|Published : 15 Oct 2016, 21:39:52|
Monster of drug abuse returns
Instead of the brutal anti-drug campaign now in place in the Philippines, we need to focus on fruitful advocacy and rehabilitation, writes Shihab Sarkar
The disconcerting scenes of a section of people, mostly the young vagabonds, taking drugs in the open in Dhaka have staged a comeback. Lower-class social dropouts taking dopes on footpaths in small groups are a common sight nowadays. Addiction to synthetic and abusive drugs kills the human qualities in man. The people hooked to doping eventually become bereft of normal sensitivities, reflexes and the faculty of sympathy. Upon becoming impervious to fellow feeling, a number of them at one stage degenerate into criminals. Human lives hold little value to them, nor their own lives. The photograph of a youth deep asleep, apparently numbed by drug, on a flyover road divider tells it all --- both the addicts' desperation and criminal insouciance. No civilised country lets a drug addict drift away and being caught in a deadly whirlpool of destruction.
In spite of the regular busting of drug dens by the agencies concerned, these substances always remain available in the country. They could not be rooted out completely. Apart from the capital, drugs of different types have begun flooding, once again, the cities and towns across the country. Distressingly enough, after remaining free of the urban scourges for ages, the villages too have started falling victim to them. The halcyon days of the pristine and idyllic rural areas seem to be virtually over. In the last few decades, even the remote villages of the country have found themselves being polluted with substance abuse. The spurt in hideous crimes, notably sexual assault on minor girls and their killing, is being blamed by experts on the monstrous spells of drugs.
The vulnerability of Bangladesh in terms of availability of drugs chiefly stems from its geographical location. The country is used as a drug supply route connecting Southeast Asia with India, Afghanistan and beyond. Most of these drugs originate in a few countries in Southeast Asia. They have long been smuggled into Bangladesh to end up in the far-away Western countries. The border of the country with the Southeast Asia region at Teknaf now serves as the chief conduit for drug running. Thanks to the stringent surveillance of the country's border guards, the previous wholesale entry of drugs into the country could be checked. But the menace could not be wiped out. Still, a large amount of drugs spill over into the hands of the local drug syndicates. Large supplies of them, including Yaba tablets, reach the country's capital and other cities. Meanwhile, the supply of the notorious phensidyl syrup from across the Indian part of the country's south-western border could not be stopped effectively. Drug syndicates on both sides of the border help in the spread of the devastating syrup throughout the country. Besides, there is the dreadful heroin, which reaches the country through various clandestine routes. Of all the drugs available in Bangladesh, this one has taken its greatest toll on the country's youths.

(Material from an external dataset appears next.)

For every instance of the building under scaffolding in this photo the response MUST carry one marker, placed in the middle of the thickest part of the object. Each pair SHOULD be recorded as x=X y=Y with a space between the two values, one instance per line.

Notwithstanding the availability of psychoactive drugs after a supposed comeback, their main supply lines have largely been broken. It has been possible due to vigorous campaigns through the mass media, advocacy by the civil society groups, and strengthened anti-drug drives by law-enforcement agencies. If properly implemented, the anti-drug law (Narcotics Control Act, 1990) is stringent enough to prevent substance abuse. However, drug syndicates and their patrons are always on the hunt for legal loopholes. Experts thus have, ceaselessly, been vocal to make the drug prevention laws foolproof.
Bangladesh cannot afford to look the other way when the signs of the comeback of drugs are getting evident by the day. Instead of the brutal anti-drug campaign now in place in the Philippines, we need to focus on fruitful advocacy and rehabilitation. At the same time, anti-drug laws need to be updated in accordance with the newer devices of drug smuggling and peddling.